Relations between human diseases, particularly their incidence and seasonal changes, have long been studied by a number of scholars. It has recently been found that the variation of morbidity and mortality by disease is dependent upon socio-economic conditions as well as upon natural environments, meteorological and geographical, whereas the seasonal cycle has so far been reflected more or less in the distribution of various ailments. Take, for instance, dysentery, which formerly raged in the hot months. It now shows a very small hill in summer, and its morbidity in winter has been increasing year after year in proportion to the gradual decrease in summer.
The seasonal variation of mortality by disease has also undergone marked changes. And these changes can be classified into two types: transitory and reversing.
The transitory-type change is seen in cancer, which took the biggest toll in August in the first decades of the current century, but the mortality peak of which has moved from summer to autumn, October in particular. The coefficient of seasonal variation has shrunk from about 0.1 to 0.04, or nearly one half.
The reversing-type change may further be divided into two subtypes, A and B. In subtype A the summer peak of mortality has caved off into a valley, while on the other hand the winter level, because of its minor decline, has been closed up as a new summit. Falling under this category are gastritis-enteritis group avitaminosis (hen-ben) and tuberculosis. In the case of Subtype B, there were formerly two peaks, one in summer and the other in winter, but now the summit remains intact only in the cold season, whereas it has completely disappeared in the hot season. Diseases registering such seasonal variation of incidence are apoplexy, heart disease and senility.
What are the factors responsible for such seasonal changes in mortality ? As for the infirmities of age, high mortality in summer may be considered as having come from the bad influence of the hot season upon old patients and the lack of medical services for them in former times. The recent development of medicine and pharmacology, however, has come to enable old cases to survive the effects of summer heat, but they cannot endure winter cold. This also may be mentioned as one of the factors. As another cause may be mentioned the recent contraction of seasonal variation in major physical functions of the human body, such as basal metabolism and blood specific gravity of red corpuscles.

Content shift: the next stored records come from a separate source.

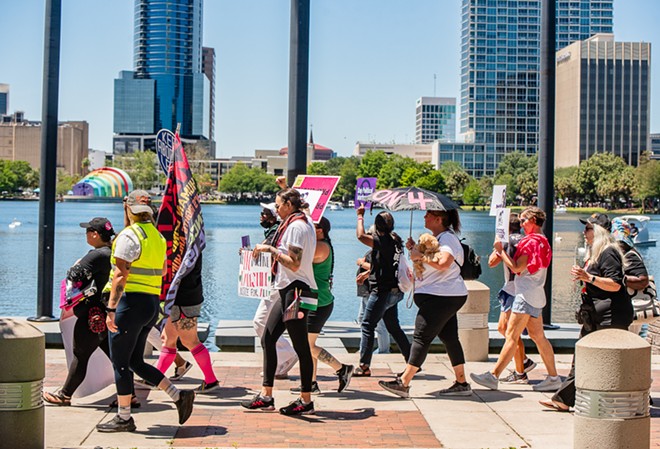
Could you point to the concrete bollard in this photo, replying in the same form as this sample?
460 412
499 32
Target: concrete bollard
22 351
473 322
612 381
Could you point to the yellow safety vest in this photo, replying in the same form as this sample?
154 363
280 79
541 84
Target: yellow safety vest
146 273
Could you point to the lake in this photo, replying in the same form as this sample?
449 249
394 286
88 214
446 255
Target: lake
225 224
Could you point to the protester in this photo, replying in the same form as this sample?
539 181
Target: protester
138 255
530 265
90 331
439 294
384 295
293 249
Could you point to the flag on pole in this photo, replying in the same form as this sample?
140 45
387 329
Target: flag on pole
181 223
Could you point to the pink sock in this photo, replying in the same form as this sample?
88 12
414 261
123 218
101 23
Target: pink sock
203 359
166 358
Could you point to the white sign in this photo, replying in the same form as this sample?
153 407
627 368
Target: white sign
254 275
499 199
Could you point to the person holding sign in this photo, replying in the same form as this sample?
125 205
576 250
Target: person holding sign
293 250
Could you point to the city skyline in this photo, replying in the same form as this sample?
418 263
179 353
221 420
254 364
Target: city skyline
369 63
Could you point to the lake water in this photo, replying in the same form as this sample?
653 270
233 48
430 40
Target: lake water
225 224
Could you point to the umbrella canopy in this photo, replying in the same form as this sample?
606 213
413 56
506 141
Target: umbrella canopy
411 198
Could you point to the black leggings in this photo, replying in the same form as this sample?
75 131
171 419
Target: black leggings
85 343
437 318
136 315
297 330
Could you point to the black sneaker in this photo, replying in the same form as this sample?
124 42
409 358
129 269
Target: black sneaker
315 388
184 405
117 424
345 373
298 408
396 387
258 402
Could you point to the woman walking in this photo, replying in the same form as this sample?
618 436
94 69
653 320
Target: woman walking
439 294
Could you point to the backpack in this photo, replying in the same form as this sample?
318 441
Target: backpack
471 268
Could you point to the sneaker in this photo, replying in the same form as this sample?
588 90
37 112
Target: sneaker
298 389
344 374
181 371
185 404
117 424
258 402
548 384
396 387
529 365
457 390
207 388
515 378
297 407
485 380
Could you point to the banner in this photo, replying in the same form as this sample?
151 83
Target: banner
364 188
316 191
254 275
181 223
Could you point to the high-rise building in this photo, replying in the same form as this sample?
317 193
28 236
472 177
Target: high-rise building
602 100
500 65
167 86
435 119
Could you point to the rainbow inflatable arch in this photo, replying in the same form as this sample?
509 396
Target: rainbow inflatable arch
104 182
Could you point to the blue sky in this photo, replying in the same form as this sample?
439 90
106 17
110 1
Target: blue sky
369 61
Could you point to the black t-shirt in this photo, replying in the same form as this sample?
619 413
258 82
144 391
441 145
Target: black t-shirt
613 308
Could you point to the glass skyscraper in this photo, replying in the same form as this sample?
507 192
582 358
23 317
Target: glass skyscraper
500 66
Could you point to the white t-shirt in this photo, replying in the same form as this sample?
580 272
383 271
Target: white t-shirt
446 282
300 234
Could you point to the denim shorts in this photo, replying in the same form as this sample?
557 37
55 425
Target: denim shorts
506 300
520 306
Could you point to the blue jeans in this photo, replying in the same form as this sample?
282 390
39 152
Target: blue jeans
382 306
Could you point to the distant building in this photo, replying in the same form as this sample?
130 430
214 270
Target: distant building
20 140
435 119
602 100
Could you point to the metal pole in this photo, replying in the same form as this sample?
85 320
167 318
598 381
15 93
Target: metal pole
546 154
47 182
298 89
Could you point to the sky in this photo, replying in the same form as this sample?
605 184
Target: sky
370 60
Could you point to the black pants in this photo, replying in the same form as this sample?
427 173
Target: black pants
85 343
297 330
136 315
436 317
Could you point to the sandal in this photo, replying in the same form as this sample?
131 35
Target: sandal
56 398
362 371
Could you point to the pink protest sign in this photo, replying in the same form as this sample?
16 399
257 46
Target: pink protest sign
316 191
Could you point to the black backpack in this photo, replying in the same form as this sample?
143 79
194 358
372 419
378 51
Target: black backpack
471 268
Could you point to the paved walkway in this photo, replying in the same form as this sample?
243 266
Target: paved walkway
364 416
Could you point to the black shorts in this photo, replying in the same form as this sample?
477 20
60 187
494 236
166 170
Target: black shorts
316 318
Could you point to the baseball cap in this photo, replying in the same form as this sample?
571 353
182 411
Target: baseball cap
100 225
601 220
139 201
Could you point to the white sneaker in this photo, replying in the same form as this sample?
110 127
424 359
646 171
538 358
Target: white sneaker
548 384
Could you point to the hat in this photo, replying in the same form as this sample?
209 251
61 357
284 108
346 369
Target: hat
139 201
601 220
100 225
270 207
621 231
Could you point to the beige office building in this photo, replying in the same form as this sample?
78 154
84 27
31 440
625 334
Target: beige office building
602 100
20 140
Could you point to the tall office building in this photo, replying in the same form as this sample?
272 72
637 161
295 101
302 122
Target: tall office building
435 119
167 82
602 101
500 65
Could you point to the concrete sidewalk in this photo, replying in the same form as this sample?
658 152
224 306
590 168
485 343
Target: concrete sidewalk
364 416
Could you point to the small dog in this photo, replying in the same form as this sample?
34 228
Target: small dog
429 246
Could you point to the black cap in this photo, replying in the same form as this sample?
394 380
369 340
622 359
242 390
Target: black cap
601 220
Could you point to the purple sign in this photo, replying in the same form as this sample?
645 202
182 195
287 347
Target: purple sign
364 188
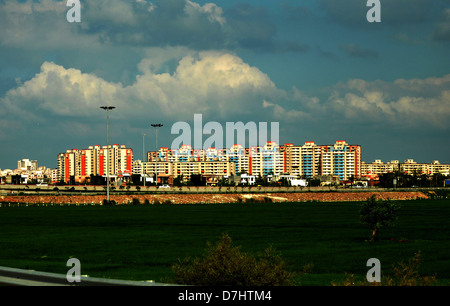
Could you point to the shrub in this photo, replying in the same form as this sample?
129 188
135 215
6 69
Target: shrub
404 274
225 264
110 202
378 213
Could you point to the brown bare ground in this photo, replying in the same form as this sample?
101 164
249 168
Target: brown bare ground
214 198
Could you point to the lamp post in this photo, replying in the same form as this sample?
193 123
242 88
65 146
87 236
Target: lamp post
107 108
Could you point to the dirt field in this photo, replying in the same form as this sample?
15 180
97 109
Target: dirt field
212 198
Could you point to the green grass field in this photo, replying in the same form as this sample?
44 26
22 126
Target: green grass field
142 242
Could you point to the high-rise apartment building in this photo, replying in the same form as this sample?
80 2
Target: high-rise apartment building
341 160
95 160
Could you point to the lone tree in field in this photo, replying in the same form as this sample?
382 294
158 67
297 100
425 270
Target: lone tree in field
378 213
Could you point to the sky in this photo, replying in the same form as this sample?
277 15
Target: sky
317 67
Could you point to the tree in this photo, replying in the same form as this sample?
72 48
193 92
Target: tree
378 213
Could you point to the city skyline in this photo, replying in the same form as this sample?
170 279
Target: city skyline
319 68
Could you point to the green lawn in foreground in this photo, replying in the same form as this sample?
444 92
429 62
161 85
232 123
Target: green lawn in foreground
142 242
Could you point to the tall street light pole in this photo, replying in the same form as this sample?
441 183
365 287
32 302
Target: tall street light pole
107 108
143 156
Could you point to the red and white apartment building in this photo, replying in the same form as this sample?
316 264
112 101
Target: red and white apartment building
95 160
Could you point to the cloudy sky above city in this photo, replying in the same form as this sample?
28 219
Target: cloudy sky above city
317 67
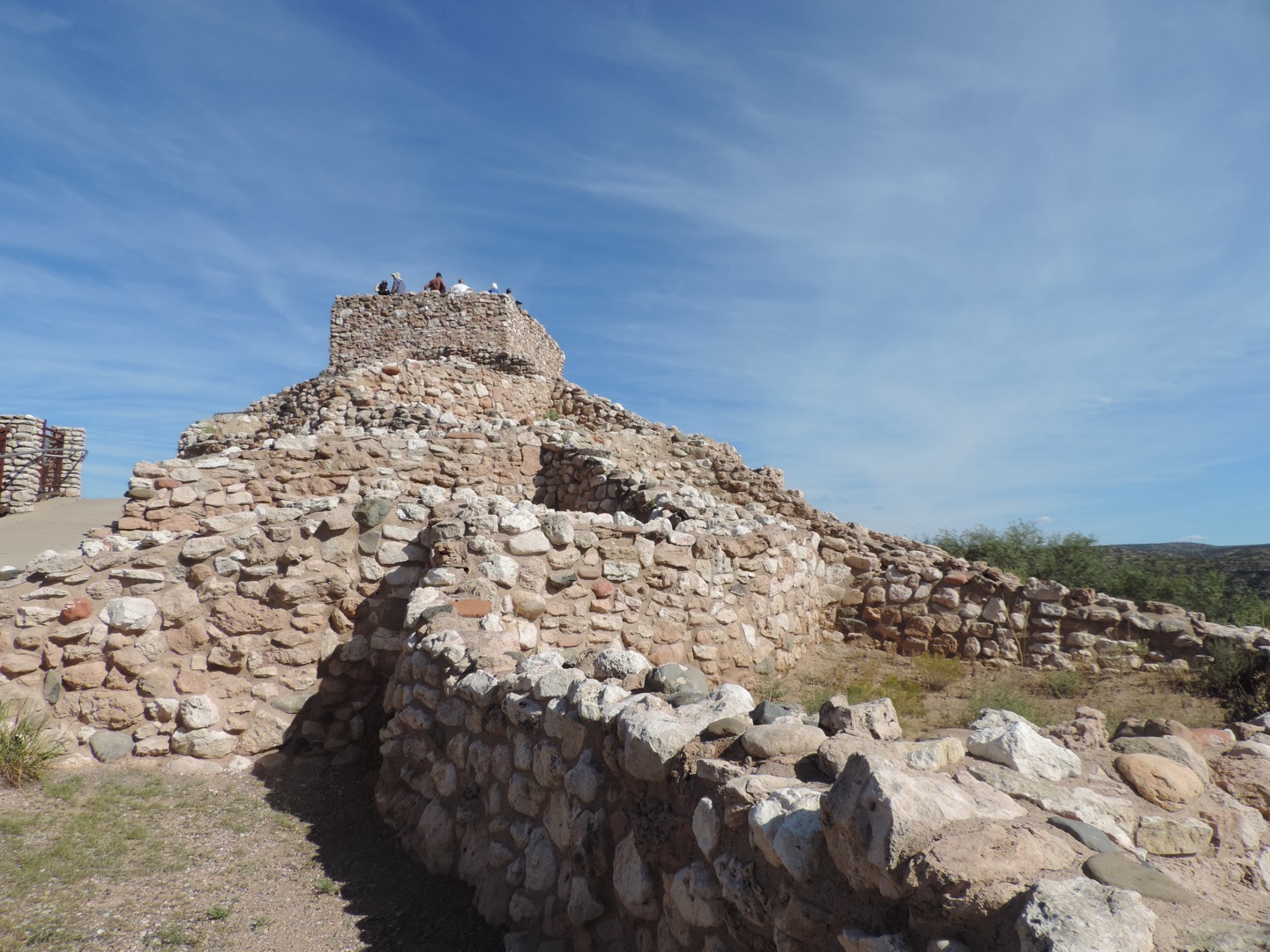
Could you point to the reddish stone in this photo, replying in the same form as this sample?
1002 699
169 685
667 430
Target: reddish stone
473 607
192 682
75 611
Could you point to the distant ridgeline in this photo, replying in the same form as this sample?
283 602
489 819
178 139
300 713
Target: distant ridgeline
441 553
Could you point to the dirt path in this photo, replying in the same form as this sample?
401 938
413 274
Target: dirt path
55 524
131 859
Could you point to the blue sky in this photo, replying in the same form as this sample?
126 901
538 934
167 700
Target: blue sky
944 264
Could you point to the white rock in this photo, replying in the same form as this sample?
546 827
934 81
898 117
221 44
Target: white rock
197 711
519 521
705 827
877 815
1018 746
129 614
653 733
1082 915
632 882
204 743
502 570
614 663
531 542
696 895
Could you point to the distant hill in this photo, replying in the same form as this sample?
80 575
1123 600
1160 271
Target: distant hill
1249 564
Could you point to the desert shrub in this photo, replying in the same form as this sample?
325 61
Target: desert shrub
1005 697
1067 684
907 695
1079 562
26 747
768 687
938 673
1238 677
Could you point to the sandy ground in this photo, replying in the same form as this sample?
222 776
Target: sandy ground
55 524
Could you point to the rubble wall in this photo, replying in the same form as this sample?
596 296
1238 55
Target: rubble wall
25 449
489 329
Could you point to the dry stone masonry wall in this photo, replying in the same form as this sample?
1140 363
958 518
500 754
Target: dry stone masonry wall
542 614
37 461
490 329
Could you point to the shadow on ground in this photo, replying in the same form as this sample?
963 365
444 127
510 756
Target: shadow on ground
399 905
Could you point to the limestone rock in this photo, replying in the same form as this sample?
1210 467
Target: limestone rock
787 828
1016 744
780 739
1125 873
877 718
129 614
109 746
877 815
197 711
205 743
671 678
1244 772
1081 915
1166 836
632 882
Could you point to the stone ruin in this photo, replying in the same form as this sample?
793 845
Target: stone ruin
37 461
542 616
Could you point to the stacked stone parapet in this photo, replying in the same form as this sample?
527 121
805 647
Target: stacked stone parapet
485 328
37 461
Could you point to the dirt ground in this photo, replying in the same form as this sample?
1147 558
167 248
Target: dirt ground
132 859
931 693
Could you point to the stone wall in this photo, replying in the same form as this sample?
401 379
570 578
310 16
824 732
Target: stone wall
545 612
26 452
485 328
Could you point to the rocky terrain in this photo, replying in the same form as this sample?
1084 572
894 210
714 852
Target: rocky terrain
542 616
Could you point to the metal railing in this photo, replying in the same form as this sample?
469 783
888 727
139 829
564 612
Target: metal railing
55 461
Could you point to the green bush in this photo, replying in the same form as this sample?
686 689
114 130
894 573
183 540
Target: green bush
938 673
1077 562
1005 697
1067 684
1240 678
26 747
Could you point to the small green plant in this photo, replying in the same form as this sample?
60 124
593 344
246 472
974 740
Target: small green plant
1067 684
26 747
173 936
768 687
1238 678
1005 697
938 673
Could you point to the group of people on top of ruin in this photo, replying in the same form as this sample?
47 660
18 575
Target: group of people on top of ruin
438 285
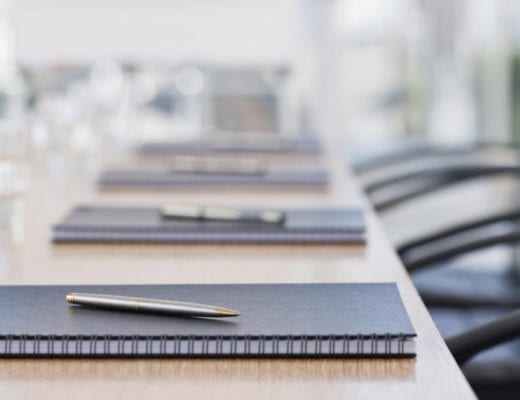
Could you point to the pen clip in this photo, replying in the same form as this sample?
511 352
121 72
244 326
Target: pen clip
174 211
207 165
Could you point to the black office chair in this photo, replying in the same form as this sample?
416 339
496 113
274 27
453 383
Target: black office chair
440 285
488 352
456 303
417 149
408 186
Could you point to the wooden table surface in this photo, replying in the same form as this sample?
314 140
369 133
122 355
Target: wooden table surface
28 257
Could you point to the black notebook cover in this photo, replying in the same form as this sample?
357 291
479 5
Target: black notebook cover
125 224
304 177
304 146
278 320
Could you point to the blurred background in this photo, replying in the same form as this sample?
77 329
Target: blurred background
83 78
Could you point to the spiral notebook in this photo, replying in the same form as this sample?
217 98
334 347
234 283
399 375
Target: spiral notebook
278 320
168 178
148 225
296 146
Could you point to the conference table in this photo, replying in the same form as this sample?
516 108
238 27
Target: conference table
28 257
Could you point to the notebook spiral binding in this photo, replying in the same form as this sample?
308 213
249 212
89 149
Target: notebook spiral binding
201 346
227 236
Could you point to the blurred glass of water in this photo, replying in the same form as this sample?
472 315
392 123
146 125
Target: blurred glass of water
14 171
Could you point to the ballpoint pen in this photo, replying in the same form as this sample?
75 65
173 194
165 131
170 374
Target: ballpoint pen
146 305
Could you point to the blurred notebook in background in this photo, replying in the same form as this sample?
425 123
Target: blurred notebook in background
307 145
148 225
277 320
172 178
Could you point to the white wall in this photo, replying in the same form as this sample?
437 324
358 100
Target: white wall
72 31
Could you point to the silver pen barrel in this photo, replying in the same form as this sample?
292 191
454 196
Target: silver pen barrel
145 305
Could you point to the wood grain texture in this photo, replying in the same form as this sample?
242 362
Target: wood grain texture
28 257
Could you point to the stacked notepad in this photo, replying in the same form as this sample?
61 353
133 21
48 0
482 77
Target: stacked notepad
273 146
132 224
170 178
284 320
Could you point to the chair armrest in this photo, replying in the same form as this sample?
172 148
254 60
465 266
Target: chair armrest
445 254
469 343
454 230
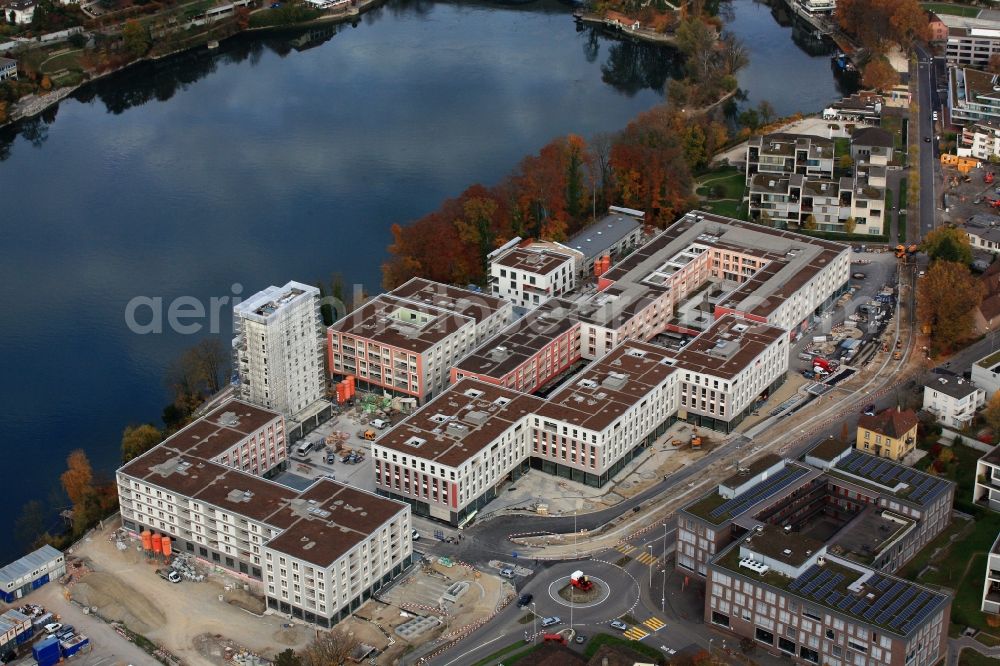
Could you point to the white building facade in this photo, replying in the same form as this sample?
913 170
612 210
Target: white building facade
278 348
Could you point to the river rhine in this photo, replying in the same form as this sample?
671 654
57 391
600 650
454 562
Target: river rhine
267 161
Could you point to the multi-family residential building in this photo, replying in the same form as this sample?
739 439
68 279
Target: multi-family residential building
784 154
953 400
527 276
872 145
316 554
986 373
20 12
530 352
971 40
278 348
451 457
8 69
889 434
983 232
825 204
405 342
973 96
794 597
874 511
615 235
31 572
979 140
727 369
986 492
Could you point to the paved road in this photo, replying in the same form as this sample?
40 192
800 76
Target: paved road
926 98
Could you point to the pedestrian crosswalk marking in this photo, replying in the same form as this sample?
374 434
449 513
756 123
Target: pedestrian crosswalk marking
636 634
655 623
646 558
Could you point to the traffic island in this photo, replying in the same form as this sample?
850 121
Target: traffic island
575 595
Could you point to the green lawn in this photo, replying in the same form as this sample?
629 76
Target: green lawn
726 183
948 8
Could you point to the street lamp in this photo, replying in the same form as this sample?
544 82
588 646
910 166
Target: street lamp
650 546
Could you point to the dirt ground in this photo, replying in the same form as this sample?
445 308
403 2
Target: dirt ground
124 586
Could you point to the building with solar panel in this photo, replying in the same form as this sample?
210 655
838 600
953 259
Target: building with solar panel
869 510
792 596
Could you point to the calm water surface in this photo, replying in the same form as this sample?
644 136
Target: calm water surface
272 160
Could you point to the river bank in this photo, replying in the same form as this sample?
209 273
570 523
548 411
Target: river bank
34 104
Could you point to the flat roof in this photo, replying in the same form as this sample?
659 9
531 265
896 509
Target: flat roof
34 560
460 422
600 236
221 429
271 301
890 478
273 504
716 509
539 262
598 395
788 259
957 387
852 590
728 347
465 302
402 323
524 338
328 519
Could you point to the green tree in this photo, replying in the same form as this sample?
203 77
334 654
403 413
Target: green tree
287 657
136 440
991 413
135 39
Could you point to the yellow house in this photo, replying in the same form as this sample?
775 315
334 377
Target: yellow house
891 434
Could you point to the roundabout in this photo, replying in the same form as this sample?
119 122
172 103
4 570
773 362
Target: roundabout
614 592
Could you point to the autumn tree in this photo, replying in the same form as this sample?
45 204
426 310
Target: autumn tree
136 440
879 75
329 648
946 301
878 24
78 479
948 244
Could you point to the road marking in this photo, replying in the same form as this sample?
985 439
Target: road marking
636 634
647 559
655 623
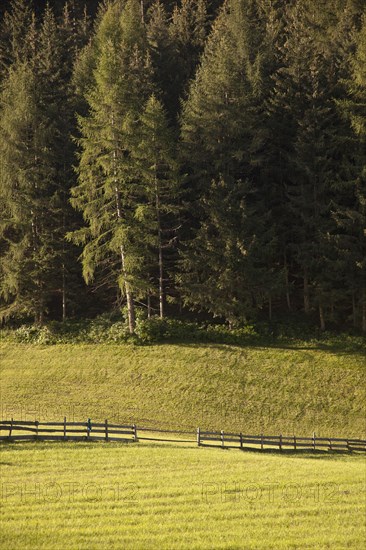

The retardation of mortality claims closer attention. After the Second World War, mortality markedly declined for many diseases, but it has come to mark time of late. Signs of such retardation can be seen in every season for pneumonia, enteritis, tuberculosis and other germ diseases. On the other hand, incidence has been on the steady increase, particularly in winter, for apoplexy, heart disease and other senile maladies, probably because old people have been increasing relatively in the population structure.
Diseases showing marked seasonal variation in morbidity and mortality have long been called “ seasonal diseases ”. But this is not an exact definition, gividg an impression that seasonal changes are reflected, as they stand, in the occurrence and incidence of diseases. In fact, many of the so-called seasonal diseases have proved not seasonal in nature.